Now, when the Minister announced plans to cut waiting lists and waiting times recently, we were told that some specialisms may be excluded. Incredibly, it was suggested that this could even include orthopaedics, where waiting times are so, so long, but we have a plan for orthopaedics. It's called the national clinical strategy for orthopaedic surgery. I was given a presentation today by the two consultants and the manager who've drawn it up, and it is brilliant. Exactly the kind of expert-led, in-depth, data-driven work that we need. They propose three new build stand-alone elective orthopaedic hubs, they want a national multidisciplinary workforce review, and they want to see the establishment of a Welsh orthopaedic network with the delegated powers necessary to drive this forward. Will the Minister assure us that she will do everything in her power to deliver that?

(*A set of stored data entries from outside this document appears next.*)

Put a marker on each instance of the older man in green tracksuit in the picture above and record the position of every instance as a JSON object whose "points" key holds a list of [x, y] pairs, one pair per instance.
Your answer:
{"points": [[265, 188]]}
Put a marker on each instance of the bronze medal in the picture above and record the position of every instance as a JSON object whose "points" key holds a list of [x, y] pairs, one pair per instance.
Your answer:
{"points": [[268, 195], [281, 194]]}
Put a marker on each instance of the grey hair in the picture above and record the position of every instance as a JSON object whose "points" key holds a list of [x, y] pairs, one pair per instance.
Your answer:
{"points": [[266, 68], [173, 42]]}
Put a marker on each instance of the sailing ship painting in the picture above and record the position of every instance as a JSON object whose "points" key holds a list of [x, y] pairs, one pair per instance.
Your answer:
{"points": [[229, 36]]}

Well, certainly you've misunderstood, if you think that we somehow excluded orthopaedics from our planned care strategy. That is the place where I have most concerns, because the waiting lists are really quite hefty, and that's why we're actually paying a lot of attention to it and focusing on it. And I've made it absolutely clear, as the Member knows, that I'm very keen to see regional hubs being developed, and we are seeing, for example in Hywel Dda, precisely what you're suggesting being developed.
This could supersede it.
And I think it's really important, of course, that we listen to clinicians. We're the people who've asked these people to come up with their ideas. The restriction on us is capital, so that is the problem that we have. Can we actually set up these establishments? We'll need to, I think, adapt what we have, rather than build new facilities, but you won't get any objection to us here from doing that. And, of course, the other issue is it's not just about surgeons, it's actually about all of the teams around them, and that's certainly the message that I heard very loudly and clearly from the Welsh Surgical Society on Friday.